Searching data in Amazon OpenSearch Service - Amazon OpenSearch Service

Searching data in Amazon OpenSearch Service

There are several common methods for searching documents in Amazon OpenSearch Service, including URI searches and request body searches. OpenSearch Service offers additional functionality that improves the search experience, such as custom packages, SQL support, and asynchronous search. For a comprehensive OpenSearch search API reference, see the OpenSearch documentation.

Note

The following sample requests work with OpenSearch APIs. Some requests might not work with older Elasticsearch versions.

URI searches

Universal Resource Identifier (URI) searches are the simplest form of search. In a URI search, you specify the query as an HTTP request parameter:

GET https://search-my-domain.us-west-1.es.amazonaws.com/_search?q=house

A sample response might look like the following:

{ "took": 25, "timed_out": false, "_shards": { "total": 10, "successful": 10, "skipped": 0, "failed": 0 }, "hits": { "total": { "value": 85, "relation": "eq", }, "max_score": 6.6137657, "hits": [ { "_index": "movies", "_type": "movie", "_id": "tt0077975", "_score": 6.6137657, "_source": { "directors": [ "John Landis" ], "release_date": "1978-07-27T00:00:00Z", "rating": 7.5, "genres": [ "Comedy", "Romance" ], "image_url": "http://ia.media-imdb.com/images/M/MV5BMTY2OTQxNTc1OF5BMl5BanBnXkFtZTYwNjA3NjI5._V1_SX400_.jpg", "plot": "At a 1962 College, Dean Vernon Wormer is determined to expel the entire Delta Tau Chi Fraternity, but those troublemakers have other plans for him.", "title": "Animal House", "rank": 527, "running_time_secs": 6540, "actors": [ "John Belushi", "Karen Allen", "Tom Hulce" ], "year": 1978, "id": "tt0077975" } }, ... ] } }

By default, this query searches all fields of all indices for the term house. To narrow the search, specify an index (movies) and a document field (title) in the URI:

GET https://search-my-domain.us-west-1.es.amazonaws.com/movies/_search?q=title:house

You can include additional parameters in the request, but the supported parameters provide only a small subset of the OpenSearch search options. The following request returns 20 results (instead of the default of 10) and sorts by year (rather than by _score):

GET https://search-my-domain.us-west-1.es.amazonaws.com/movies/_search?q=title:house&size=20&sort=year:desc

Request body searches

To perform more complex searches, use the HTTP request body and the OpenSearch domain-specific language (DSL) for queries. The query DSL lets you specify the full range of OpenSearch search options.

Note

You can't include Unicode special characters in a text field value, or the value will be parsed as multiple values separated by the special character. This incorrect parsing can lead to unintentional filtering of documents and potentially compromise control over their access. For more information, see A note on Unicode special characters in text fields in the OpenSearch documentation.

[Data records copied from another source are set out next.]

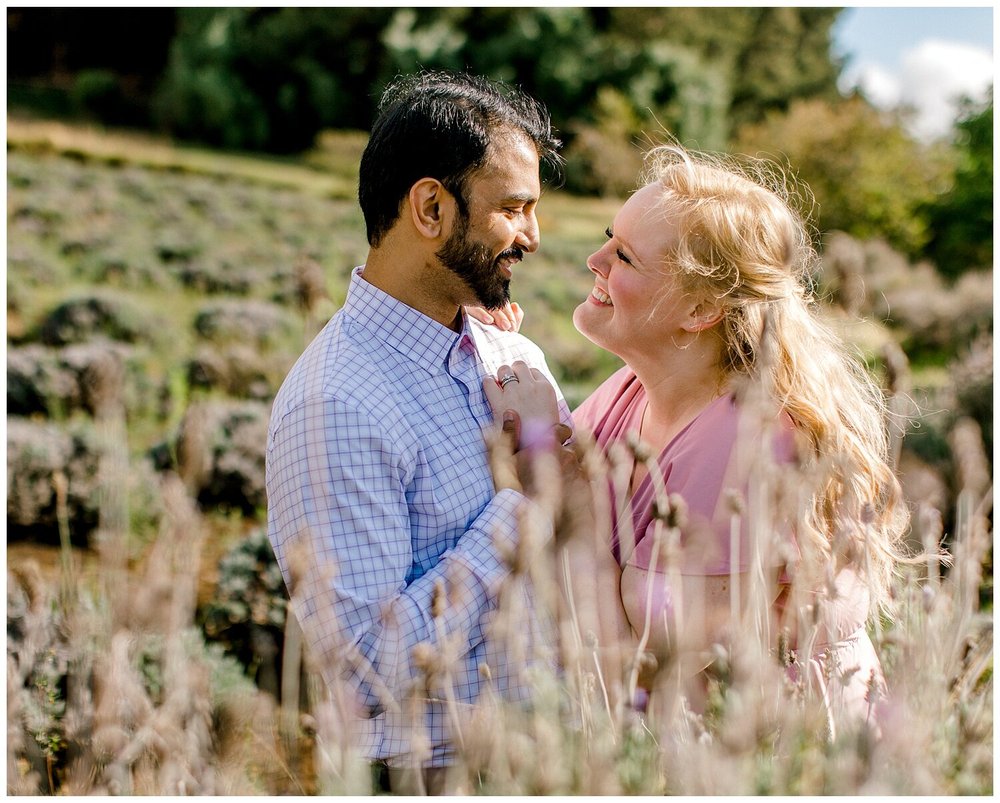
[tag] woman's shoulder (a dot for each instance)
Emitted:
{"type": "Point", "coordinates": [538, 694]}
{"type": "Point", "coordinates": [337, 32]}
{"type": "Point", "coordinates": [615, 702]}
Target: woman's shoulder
{"type": "Point", "coordinates": [621, 387]}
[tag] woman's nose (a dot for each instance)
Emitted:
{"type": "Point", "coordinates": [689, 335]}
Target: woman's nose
{"type": "Point", "coordinates": [598, 263]}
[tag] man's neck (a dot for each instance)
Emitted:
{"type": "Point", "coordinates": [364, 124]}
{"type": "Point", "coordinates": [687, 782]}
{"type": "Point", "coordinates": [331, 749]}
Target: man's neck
{"type": "Point", "coordinates": [415, 284]}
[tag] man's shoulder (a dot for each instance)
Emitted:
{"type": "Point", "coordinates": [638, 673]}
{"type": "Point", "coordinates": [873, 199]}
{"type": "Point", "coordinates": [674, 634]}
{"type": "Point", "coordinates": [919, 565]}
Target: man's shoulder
{"type": "Point", "coordinates": [339, 364]}
{"type": "Point", "coordinates": [504, 346]}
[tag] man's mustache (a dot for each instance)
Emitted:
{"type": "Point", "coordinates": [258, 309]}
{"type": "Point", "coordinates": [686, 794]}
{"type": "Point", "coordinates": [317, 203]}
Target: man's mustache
{"type": "Point", "coordinates": [511, 253]}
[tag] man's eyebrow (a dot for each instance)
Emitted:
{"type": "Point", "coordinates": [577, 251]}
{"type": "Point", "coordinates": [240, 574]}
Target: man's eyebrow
{"type": "Point", "coordinates": [520, 197]}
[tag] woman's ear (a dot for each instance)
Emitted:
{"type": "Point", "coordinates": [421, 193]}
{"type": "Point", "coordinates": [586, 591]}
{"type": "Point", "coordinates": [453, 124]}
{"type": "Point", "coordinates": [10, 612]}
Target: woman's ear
{"type": "Point", "coordinates": [429, 207]}
{"type": "Point", "coordinates": [705, 315]}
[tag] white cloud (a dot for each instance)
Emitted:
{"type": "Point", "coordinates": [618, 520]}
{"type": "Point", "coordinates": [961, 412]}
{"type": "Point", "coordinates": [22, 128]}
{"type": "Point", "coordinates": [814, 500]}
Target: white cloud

The following match query is similar to the final URI search example:

POST https://search-my-domain.us-west-1.es.amazonaws.com/movies/_search { "size": 20, "sort": { "year": { "order": "desc" } }, "query": { "query_string": { "default_field": "title", "query": "house" } } }
Note

The _search API accepts HTTP GET and POST for request body searches, but not all HTTP clients support adding a request body to a GET request. POST is the more universal choice.

In many cases, you might want to search several fields, but not all fields. Use the multi_match query:

POST https://search-my-domain.us-west-1.es.amazonaws.com/movies/_search { "size": 20, "query": { "multi_match": { "query": "house", "fields": ["title", "plot", "actors", "directors"] } } }

Boosting fields

You can improve search relevancy by "boosting" certain fields. Boosts are multipliers that weigh matches in one field more heavily than matches in other fields. In the following example, a match for john in the title field influences _score twice as much as a match in the plot field and four times as much as a match in the actors or directors fields. The result is that films like John Wick and John Carter are near the top of the search results, and films starring John Travolta are near the bottom.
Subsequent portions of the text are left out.